We aimed at thoroughly characterizing the immune infiltrate and expression patterns of immune cells that reside in the tumor microenvironment (TME), including diverse subpopulations of T cells and myeloid cells (Fig. 4d–f, Supplementary Fig. 4). Subtyping of the T cell cluster revealed that naïve T cells accounted for majority of all T cells (45.41%), followed by CD8+ effector memory T cells (Tem), CD4+ regulatory T cells (Treg), NK, and proliferating T cells (32.29, 11.76, 7.68, and 2.88%, respectively). We found lipid-associated macrophages to be the most abundant subtype of the monocyte/macrophage group (64.70%). The remaining subtypes included low-quality macrophages, monocytes, alveolar, and proliferating macrophages (15.56, 12.01, 4.75, and 2.98%, respectively).
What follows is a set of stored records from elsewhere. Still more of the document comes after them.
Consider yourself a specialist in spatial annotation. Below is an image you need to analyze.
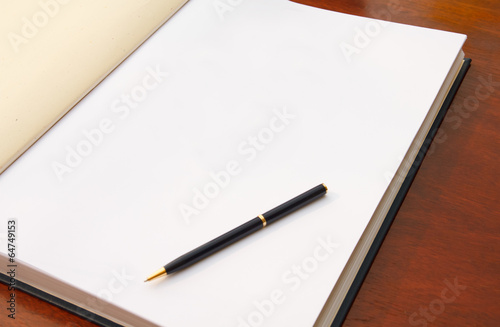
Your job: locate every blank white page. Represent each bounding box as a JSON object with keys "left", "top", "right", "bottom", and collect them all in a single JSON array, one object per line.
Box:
[{"left": 0, "top": 0, "right": 465, "bottom": 327}]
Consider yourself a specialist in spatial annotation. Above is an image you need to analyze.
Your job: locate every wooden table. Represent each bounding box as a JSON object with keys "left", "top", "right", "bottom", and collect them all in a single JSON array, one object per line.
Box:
[{"left": 0, "top": 0, "right": 500, "bottom": 327}]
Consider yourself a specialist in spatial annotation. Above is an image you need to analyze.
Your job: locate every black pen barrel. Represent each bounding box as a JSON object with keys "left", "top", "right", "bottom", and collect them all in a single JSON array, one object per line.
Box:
[
  {"left": 262, "top": 184, "right": 328, "bottom": 224},
  {"left": 164, "top": 217, "right": 262, "bottom": 274},
  {"left": 164, "top": 184, "right": 328, "bottom": 274}
]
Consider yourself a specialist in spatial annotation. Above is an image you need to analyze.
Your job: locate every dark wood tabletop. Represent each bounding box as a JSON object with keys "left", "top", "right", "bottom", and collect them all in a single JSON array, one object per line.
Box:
[{"left": 0, "top": 0, "right": 500, "bottom": 327}]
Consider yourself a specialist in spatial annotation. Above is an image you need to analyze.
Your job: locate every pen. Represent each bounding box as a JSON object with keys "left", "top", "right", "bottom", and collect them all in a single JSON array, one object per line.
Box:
[{"left": 145, "top": 184, "right": 328, "bottom": 282}]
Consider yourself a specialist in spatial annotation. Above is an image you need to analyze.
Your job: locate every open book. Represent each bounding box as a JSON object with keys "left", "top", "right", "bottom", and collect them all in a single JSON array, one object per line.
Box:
[{"left": 0, "top": 0, "right": 468, "bottom": 327}]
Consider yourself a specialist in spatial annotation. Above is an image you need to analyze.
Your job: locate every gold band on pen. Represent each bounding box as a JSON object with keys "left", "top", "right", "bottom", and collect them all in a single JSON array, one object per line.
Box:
[{"left": 259, "top": 215, "right": 267, "bottom": 227}]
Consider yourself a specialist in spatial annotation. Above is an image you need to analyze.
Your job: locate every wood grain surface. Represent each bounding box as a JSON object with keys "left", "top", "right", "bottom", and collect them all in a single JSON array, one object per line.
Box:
[{"left": 0, "top": 0, "right": 500, "bottom": 327}]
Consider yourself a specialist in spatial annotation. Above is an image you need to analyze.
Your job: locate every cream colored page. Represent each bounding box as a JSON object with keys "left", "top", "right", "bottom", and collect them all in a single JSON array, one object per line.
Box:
[{"left": 0, "top": 0, "right": 187, "bottom": 173}]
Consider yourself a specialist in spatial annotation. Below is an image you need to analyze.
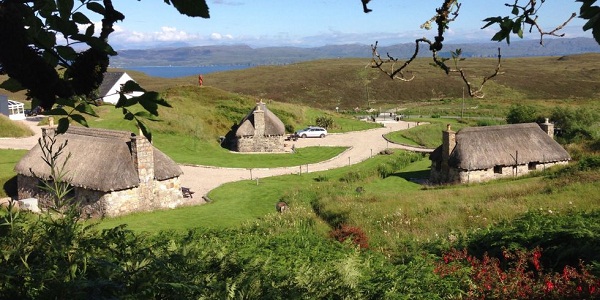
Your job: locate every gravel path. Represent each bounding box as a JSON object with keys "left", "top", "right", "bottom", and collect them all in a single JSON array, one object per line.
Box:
[{"left": 0, "top": 117, "right": 432, "bottom": 200}]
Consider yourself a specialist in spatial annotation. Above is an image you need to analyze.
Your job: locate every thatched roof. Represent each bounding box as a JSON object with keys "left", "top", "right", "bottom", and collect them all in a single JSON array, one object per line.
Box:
[
  {"left": 15, "top": 126, "right": 183, "bottom": 192},
  {"left": 98, "top": 72, "right": 125, "bottom": 97},
  {"left": 430, "top": 123, "right": 571, "bottom": 170},
  {"left": 235, "top": 102, "right": 285, "bottom": 137}
]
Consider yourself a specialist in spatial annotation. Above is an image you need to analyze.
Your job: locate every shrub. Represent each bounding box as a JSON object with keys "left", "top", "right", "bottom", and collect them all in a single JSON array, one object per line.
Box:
[
  {"left": 329, "top": 224, "right": 369, "bottom": 249},
  {"left": 435, "top": 248, "right": 600, "bottom": 299},
  {"left": 577, "top": 155, "right": 600, "bottom": 171}
]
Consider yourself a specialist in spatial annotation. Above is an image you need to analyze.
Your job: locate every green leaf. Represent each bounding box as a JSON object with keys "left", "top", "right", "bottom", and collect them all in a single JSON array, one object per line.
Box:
[
  {"left": 71, "top": 114, "right": 89, "bottom": 127},
  {"left": 33, "top": 28, "right": 56, "bottom": 49},
  {"left": 164, "top": 0, "right": 210, "bottom": 19},
  {"left": 56, "top": 46, "right": 77, "bottom": 61},
  {"left": 123, "top": 110, "right": 135, "bottom": 121},
  {"left": 511, "top": 5, "right": 519, "bottom": 16},
  {"left": 73, "top": 12, "right": 93, "bottom": 24},
  {"left": 84, "top": 24, "right": 96, "bottom": 37},
  {"left": 75, "top": 102, "right": 98, "bottom": 117},
  {"left": 578, "top": 0, "right": 600, "bottom": 44},
  {"left": 121, "top": 80, "right": 146, "bottom": 93},
  {"left": 56, "top": 0, "right": 74, "bottom": 20},
  {"left": 42, "top": 51, "right": 58, "bottom": 67},
  {"left": 56, "top": 117, "right": 69, "bottom": 133},
  {"left": 0, "top": 78, "right": 25, "bottom": 93},
  {"left": 86, "top": 2, "right": 106, "bottom": 15},
  {"left": 135, "top": 119, "right": 152, "bottom": 142}
]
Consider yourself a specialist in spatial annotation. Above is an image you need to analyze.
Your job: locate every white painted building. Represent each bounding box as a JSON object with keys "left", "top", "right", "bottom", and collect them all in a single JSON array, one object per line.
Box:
[
  {"left": 98, "top": 72, "right": 143, "bottom": 104},
  {"left": 0, "top": 95, "right": 25, "bottom": 120}
]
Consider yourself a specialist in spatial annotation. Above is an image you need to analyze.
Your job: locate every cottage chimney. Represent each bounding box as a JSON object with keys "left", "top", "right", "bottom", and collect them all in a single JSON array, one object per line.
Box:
[
  {"left": 540, "top": 118, "right": 554, "bottom": 138},
  {"left": 254, "top": 101, "right": 266, "bottom": 136},
  {"left": 131, "top": 135, "right": 154, "bottom": 185},
  {"left": 442, "top": 124, "right": 456, "bottom": 176}
]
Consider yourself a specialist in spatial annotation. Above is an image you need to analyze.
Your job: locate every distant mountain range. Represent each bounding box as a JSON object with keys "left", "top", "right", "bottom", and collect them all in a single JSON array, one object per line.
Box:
[{"left": 111, "top": 38, "right": 600, "bottom": 68}]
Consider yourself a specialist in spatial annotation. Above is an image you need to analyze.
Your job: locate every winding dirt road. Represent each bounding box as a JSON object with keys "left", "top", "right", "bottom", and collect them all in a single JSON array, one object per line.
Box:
[{"left": 0, "top": 118, "right": 432, "bottom": 200}]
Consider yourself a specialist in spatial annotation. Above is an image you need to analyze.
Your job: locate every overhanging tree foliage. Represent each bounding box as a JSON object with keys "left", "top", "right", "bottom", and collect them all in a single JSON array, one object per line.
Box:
[{"left": 0, "top": 0, "right": 209, "bottom": 138}]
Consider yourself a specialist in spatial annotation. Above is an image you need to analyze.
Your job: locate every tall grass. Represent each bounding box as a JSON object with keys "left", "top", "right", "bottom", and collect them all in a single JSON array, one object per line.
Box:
[{"left": 0, "top": 150, "right": 27, "bottom": 198}]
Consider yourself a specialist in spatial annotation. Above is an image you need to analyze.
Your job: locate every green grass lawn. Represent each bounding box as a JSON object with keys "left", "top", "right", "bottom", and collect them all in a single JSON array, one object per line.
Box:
[
  {"left": 73, "top": 87, "right": 372, "bottom": 168},
  {"left": 0, "top": 114, "right": 33, "bottom": 137},
  {"left": 0, "top": 149, "right": 27, "bottom": 198},
  {"left": 100, "top": 150, "right": 428, "bottom": 232}
]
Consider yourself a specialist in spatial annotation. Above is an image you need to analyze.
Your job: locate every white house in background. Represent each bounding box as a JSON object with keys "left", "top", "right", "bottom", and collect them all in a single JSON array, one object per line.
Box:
[
  {"left": 0, "top": 95, "right": 25, "bottom": 120},
  {"left": 98, "top": 72, "right": 143, "bottom": 104}
]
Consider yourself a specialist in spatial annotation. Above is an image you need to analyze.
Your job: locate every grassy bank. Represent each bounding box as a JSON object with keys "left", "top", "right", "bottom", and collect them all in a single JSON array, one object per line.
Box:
[
  {"left": 0, "top": 149, "right": 27, "bottom": 198},
  {"left": 101, "top": 151, "right": 600, "bottom": 252},
  {"left": 0, "top": 114, "right": 33, "bottom": 138}
]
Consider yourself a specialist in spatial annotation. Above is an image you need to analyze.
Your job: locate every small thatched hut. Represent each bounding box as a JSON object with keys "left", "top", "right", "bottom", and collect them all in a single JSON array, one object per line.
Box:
[
  {"left": 430, "top": 120, "right": 571, "bottom": 183},
  {"left": 223, "top": 101, "right": 285, "bottom": 152},
  {"left": 15, "top": 126, "right": 183, "bottom": 216}
]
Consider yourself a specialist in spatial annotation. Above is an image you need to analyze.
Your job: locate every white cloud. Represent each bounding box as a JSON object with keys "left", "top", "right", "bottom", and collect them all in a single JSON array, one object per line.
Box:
[{"left": 210, "top": 32, "right": 233, "bottom": 41}]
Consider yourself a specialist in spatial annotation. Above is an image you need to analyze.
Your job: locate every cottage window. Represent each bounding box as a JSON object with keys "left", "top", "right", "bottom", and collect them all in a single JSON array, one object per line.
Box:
[{"left": 494, "top": 166, "right": 502, "bottom": 174}]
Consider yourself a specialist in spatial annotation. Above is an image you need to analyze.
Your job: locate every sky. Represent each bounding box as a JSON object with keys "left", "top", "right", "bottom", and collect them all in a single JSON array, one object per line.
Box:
[{"left": 101, "top": 0, "right": 592, "bottom": 50}]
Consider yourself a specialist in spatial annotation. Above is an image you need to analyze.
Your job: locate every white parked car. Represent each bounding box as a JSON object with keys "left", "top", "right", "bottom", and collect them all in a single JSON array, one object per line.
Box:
[{"left": 296, "top": 126, "right": 327, "bottom": 138}]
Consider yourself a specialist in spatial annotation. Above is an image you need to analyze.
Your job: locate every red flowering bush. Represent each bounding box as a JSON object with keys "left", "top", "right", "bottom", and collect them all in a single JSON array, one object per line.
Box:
[
  {"left": 329, "top": 224, "right": 369, "bottom": 249},
  {"left": 435, "top": 248, "right": 600, "bottom": 299}
]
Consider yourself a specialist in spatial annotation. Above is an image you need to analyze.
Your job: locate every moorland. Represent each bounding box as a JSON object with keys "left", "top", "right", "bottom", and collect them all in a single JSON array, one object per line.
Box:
[{"left": 0, "top": 54, "right": 600, "bottom": 299}]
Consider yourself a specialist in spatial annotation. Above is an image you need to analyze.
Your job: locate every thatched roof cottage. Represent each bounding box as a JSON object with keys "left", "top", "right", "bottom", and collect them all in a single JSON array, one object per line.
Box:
[
  {"left": 15, "top": 126, "right": 183, "bottom": 216},
  {"left": 223, "top": 101, "right": 285, "bottom": 152},
  {"left": 430, "top": 120, "right": 571, "bottom": 183}
]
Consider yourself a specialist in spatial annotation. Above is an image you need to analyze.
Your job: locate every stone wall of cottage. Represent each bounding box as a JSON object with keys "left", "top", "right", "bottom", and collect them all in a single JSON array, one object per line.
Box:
[
  {"left": 17, "top": 175, "right": 185, "bottom": 217},
  {"left": 429, "top": 161, "right": 569, "bottom": 184},
  {"left": 449, "top": 161, "right": 568, "bottom": 183},
  {"left": 234, "top": 135, "right": 284, "bottom": 152}
]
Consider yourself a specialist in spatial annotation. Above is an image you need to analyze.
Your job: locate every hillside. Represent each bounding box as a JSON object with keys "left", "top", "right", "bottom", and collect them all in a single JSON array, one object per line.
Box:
[
  {"left": 205, "top": 54, "right": 600, "bottom": 109},
  {"left": 0, "top": 53, "right": 600, "bottom": 116},
  {"left": 111, "top": 38, "right": 600, "bottom": 67}
]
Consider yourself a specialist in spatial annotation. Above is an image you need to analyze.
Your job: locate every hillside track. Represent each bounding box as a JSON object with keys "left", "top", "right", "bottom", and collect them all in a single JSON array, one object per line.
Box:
[
  {"left": 181, "top": 121, "right": 433, "bottom": 195},
  {"left": 0, "top": 117, "right": 433, "bottom": 200}
]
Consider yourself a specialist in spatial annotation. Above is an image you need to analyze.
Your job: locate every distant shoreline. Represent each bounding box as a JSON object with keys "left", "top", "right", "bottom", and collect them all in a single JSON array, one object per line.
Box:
[{"left": 120, "top": 65, "right": 253, "bottom": 78}]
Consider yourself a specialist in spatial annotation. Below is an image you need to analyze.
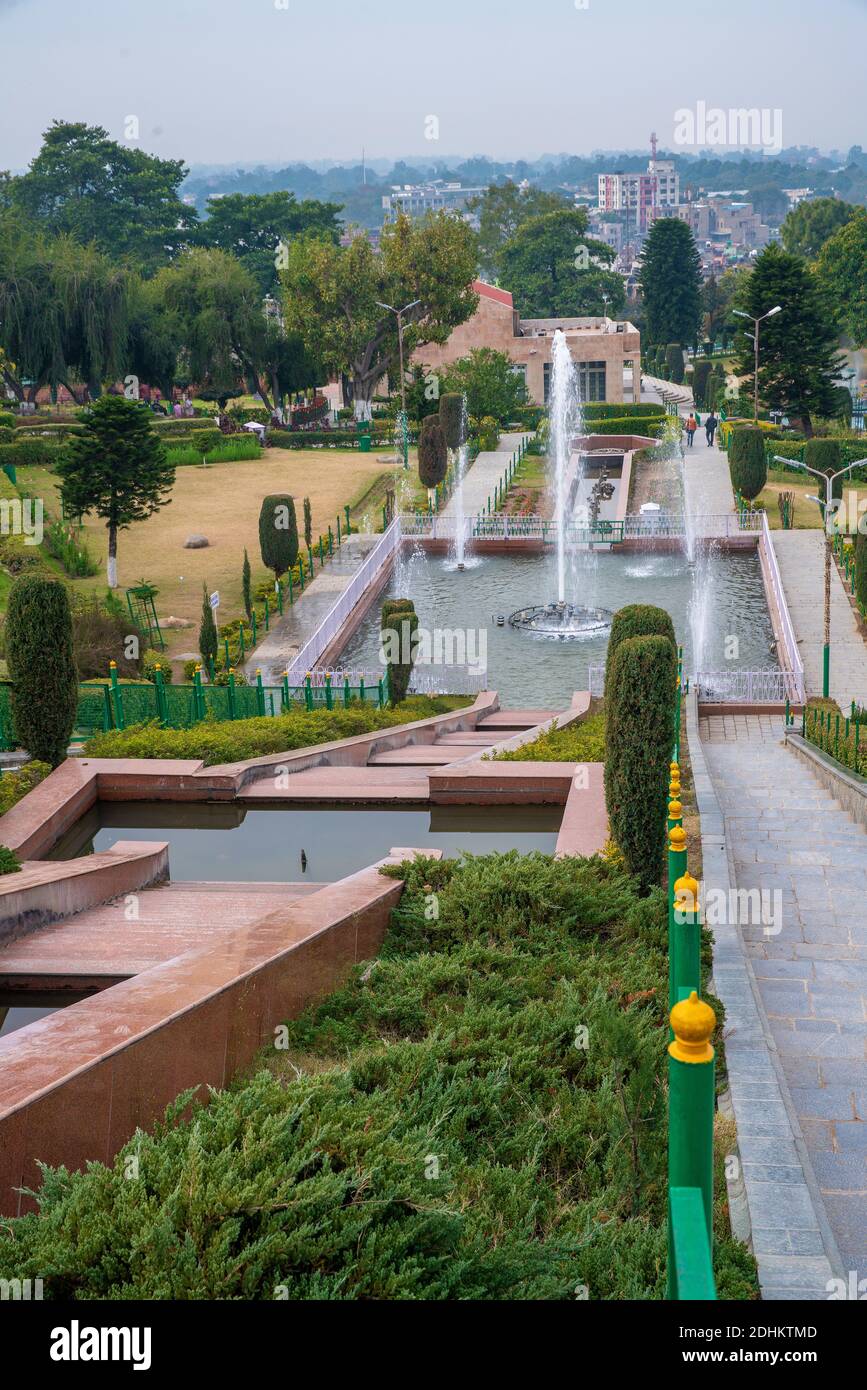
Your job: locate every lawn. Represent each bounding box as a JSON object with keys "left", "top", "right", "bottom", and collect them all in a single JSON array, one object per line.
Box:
[{"left": 18, "top": 449, "right": 424, "bottom": 651}]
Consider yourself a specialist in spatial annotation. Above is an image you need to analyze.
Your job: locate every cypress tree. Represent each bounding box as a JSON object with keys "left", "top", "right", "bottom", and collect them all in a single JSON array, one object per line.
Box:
[
  {"left": 258, "top": 493, "right": 299, "bottom": 580},
  {"left": 379, "top": 600, "right": 419, "bottom": 705},
  {"left": 199, "top": 584, "right": 220, "bottom": 671},
  {"left": 240, "top": 549, "right": 253, "bottom": 619},
  {"left": 604, "top": 637, "right": 677, "bottom": 892},
  {"left": 6, "top": 575, "right": 78, "bottom": 767},
  {"left": 606, "top": 603, "right": 677, "bottom": 700}
]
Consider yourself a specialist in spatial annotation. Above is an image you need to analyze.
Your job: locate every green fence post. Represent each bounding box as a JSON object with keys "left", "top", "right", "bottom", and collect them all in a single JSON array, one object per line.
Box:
[
  {"left": 668, "top": 990, "right": 717, "bottom": 1298},
  {"left": 668, "top": 826, "right": 686, "bottom": 1009},
  {"left": 108, "top": 662, "right": 124, "bottom": 728}
]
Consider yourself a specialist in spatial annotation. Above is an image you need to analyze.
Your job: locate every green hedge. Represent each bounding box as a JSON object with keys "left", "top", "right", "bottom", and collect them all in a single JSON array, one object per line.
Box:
[
  {"left": 492, "top": 714, "right": 604, "bottom": 763},
  {"left": 604, "top": 637, "right": 677, "bottom": 892},
  {"left": 0, "top": 853, "right": 757, "bottom": 1305},
  {"left": 85, "top": 695, "right": 472, "bottom": 767}
]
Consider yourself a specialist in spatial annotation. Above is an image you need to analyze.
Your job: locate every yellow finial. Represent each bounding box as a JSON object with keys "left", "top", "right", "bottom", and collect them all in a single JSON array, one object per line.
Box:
[
  {"left": 674, "top": 872, "right": 699, "bottom": 913},
  {"left": 668, "top": 990, "right": 717, "bottom": 1062},
  {"left": 668, "top": 826, "right": 686, "bottom": 855}
]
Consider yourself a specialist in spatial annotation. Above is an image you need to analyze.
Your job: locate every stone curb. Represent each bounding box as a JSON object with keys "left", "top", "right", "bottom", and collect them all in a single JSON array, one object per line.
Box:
[{"left": 686, "top": 692, "right": 843, "bottom": 1300}]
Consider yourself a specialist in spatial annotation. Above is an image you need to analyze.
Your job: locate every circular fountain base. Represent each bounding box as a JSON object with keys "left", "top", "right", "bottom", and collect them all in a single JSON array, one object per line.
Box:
[{"left": 509, "top": 603, "right": 614, "bottom": 642}]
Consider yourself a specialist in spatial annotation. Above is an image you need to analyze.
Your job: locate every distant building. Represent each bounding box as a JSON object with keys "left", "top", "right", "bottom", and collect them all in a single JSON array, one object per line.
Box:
[
  {"left": 382, "top": 179, "right": 486, "bottom": 228},
  {"left": 413, "top": 281, "right": 641, "bottom": 404},
  {"left": 597, "top": 158, "right": 681, "bottom": 232}
]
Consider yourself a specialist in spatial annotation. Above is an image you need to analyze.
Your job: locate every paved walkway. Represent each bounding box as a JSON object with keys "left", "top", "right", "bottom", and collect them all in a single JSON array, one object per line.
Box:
[
  {"left": 440, "top": 434, "right": 529, "bottom": 517},
  {"left": 703, "top": 722, "right": 867, "bottom": 1277},
  {"left": 774, "top": 528, "right": 867, "bottom": 710}
]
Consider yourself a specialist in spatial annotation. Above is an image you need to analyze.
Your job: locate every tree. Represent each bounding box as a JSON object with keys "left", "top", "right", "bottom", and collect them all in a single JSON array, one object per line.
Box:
[
  {"left": 604, "top": 637, "right": 677, "bottom": 892},
  {"left": 57, "top": 396, "right": 175, "bottom": 589},
  {"left": 8, "top": 121, "right": 197, "bottom": 271},
  {"left": 379, "top": 599, "right": 418, "bottom": 705},
  {"left": 639, "top": 217, "right": 702, "bottom": 343},
  {"left": 258, "top": 493, "right": 297, "bottom": 580},
  {"left": 281, "top": 213, "right": 478, "bottom": 420},
  {"left": 500, "top": 207, "right": 627, "bottom": 318},
  {"left": 734, "top": 245, "right": 841, "bottom": 438},
  {"left": 153, "top": 249, "right": 270, "bottom": 409},
  {"left": 816, "top": 210, "right": 867, "bottom": 348},
  {"left": 467, "top": 181, "right": 570, "bottom": 279},
  {"left": 418, "top": 416, "right": 449, "bottom": 492},
  {"left": 199, "top": 583, "right": 218, "bottom": 673},
  {"left": 6, "top": 575, "right": 78, "bottom": 767},
  {"left": 728, "top": 428, "right": 767, "bottom": 502},
  {"left": 779, "top": 197, "right": 864, "bottom": 260},
  {"left": 666, "top": 343, "right": 684, "bottom": 386},
  {"left": 240, "top": 549, "right": 253, "bottom": 621},
  {"left": 0, "top": 211, "right": 132, "bottom": 400},
  {"left": 439, "top": 348, "right": 529, "bottom": 424},
  {"left": 193, "top": 189, "right": 340, "bottom": 297}
]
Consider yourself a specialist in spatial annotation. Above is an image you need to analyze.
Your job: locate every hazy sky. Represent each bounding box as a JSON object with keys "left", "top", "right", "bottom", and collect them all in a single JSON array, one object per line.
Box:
[{"left": 0, "top": 0, "right": 867, "bottom": 168}]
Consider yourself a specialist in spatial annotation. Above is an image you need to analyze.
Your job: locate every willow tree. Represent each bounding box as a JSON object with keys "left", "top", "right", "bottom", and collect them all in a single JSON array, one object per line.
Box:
[{"left": 281, "top": 213, "right": 478, "bottom": 420}]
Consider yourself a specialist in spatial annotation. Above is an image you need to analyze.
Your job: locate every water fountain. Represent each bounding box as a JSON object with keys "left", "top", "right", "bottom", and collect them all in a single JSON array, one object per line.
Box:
[{"left": 509, "top": 328, "right": 611, "bottom": 642}]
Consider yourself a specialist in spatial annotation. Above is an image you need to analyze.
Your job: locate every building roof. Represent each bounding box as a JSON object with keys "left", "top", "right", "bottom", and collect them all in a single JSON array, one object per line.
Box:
[{"left": 472, "top": 279, "right": 514, "bottom": 309}]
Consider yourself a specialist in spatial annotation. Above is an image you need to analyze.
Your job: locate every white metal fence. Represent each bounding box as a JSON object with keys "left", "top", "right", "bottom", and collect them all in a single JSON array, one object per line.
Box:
[{"left": 288, "top": 517, "right": 400, "bottom": 685}]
Among other immune cells, we found a considerable amount of mature naïve B cells (11.24% of all immune cells), plasma cells (5.66%), and neutrophils (4.45%). Moreover, a detectable level of mast cells (2.85%) and dendritic cells (conventional/monocyte-derived 2.48%, plasmacytoid 0.59%) was identified. These results highlight the diversity of the immune cell population in the TME of NSCLC and provide a field of action for future studies.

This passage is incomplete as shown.